On Mon, 29 Sep 2014 00:36:47 -0700, norman.ives wrote:

> Hello list
> 
> Python 3.4 applies.
> 
> I have a project that involves distributing Python code to users in an
> organisation. Users do not interact directly with the Python code; they
> only know this project as an Excel add-in.
> 
> Now, internal audit takes exception in some cases if users are able to
> see the source code.
> 
> So I'm wondering if anyone has clever suggestions in this regard...
> 
> My current plan is to modify the bdist_wheel setuptools extension so
> that it can produce distributions with only the .pyc files, laid out so
> that they will be importable in the normal way. This will be sufficient
> to satisfy internal audit, and will not negatively impact our users.
> 
> However there are obvious downsides, including the overhead of
> maintaining separate wheels for different architectures and (in the
> future) Python versions.
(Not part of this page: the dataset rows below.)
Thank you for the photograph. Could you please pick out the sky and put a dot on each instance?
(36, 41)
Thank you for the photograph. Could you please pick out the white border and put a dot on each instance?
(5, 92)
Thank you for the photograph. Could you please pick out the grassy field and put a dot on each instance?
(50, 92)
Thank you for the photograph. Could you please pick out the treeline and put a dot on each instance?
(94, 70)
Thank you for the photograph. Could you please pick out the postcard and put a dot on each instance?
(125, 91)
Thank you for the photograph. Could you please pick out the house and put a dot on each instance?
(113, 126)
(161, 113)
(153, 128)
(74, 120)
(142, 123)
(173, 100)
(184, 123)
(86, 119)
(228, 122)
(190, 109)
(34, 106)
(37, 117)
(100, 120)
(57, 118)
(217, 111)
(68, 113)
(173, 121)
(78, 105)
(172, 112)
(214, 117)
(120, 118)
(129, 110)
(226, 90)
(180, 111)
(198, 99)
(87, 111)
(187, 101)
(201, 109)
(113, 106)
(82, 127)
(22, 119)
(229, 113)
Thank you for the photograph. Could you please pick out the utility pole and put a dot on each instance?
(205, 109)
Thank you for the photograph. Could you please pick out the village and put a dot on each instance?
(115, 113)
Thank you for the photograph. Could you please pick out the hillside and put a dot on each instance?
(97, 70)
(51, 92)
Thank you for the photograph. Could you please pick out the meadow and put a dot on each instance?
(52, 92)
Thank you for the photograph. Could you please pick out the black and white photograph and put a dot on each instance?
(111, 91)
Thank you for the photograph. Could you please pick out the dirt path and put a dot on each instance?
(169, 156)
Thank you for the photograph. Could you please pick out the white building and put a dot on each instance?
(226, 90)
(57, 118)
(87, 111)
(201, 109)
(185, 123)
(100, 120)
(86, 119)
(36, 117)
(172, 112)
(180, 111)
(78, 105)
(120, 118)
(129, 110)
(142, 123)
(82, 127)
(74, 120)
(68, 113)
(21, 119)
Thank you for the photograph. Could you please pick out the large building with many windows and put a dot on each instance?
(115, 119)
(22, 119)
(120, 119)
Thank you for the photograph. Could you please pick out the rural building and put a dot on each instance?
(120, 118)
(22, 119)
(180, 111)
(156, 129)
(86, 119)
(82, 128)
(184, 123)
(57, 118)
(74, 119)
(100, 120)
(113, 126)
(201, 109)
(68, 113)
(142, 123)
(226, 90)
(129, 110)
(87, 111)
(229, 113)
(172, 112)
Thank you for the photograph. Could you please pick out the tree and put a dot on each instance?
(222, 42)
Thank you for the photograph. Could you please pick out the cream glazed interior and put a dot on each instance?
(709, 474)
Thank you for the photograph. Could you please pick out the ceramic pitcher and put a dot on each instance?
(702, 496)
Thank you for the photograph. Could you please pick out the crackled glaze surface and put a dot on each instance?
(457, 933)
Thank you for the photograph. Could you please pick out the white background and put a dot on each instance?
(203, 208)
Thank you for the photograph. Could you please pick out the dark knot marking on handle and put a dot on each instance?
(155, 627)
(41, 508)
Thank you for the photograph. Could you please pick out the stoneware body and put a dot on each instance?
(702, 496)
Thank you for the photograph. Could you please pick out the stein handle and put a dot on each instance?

Not to mention that this plan seems to go
> against the grain of how Python wants to use byte code files...
> 
> Is there a better solution?

For an internal app. I would suggest it is only necessary to protect user-
names & passwords to back end services (databases etc.).

storing these in a separate file in an encrypted format should be enough 
to discourage internal users from digging deeper.

This will not stop a determined hacker but neither will any other forms 
of obfuscation.



-- 
new, adj.:
	Different color from previous model.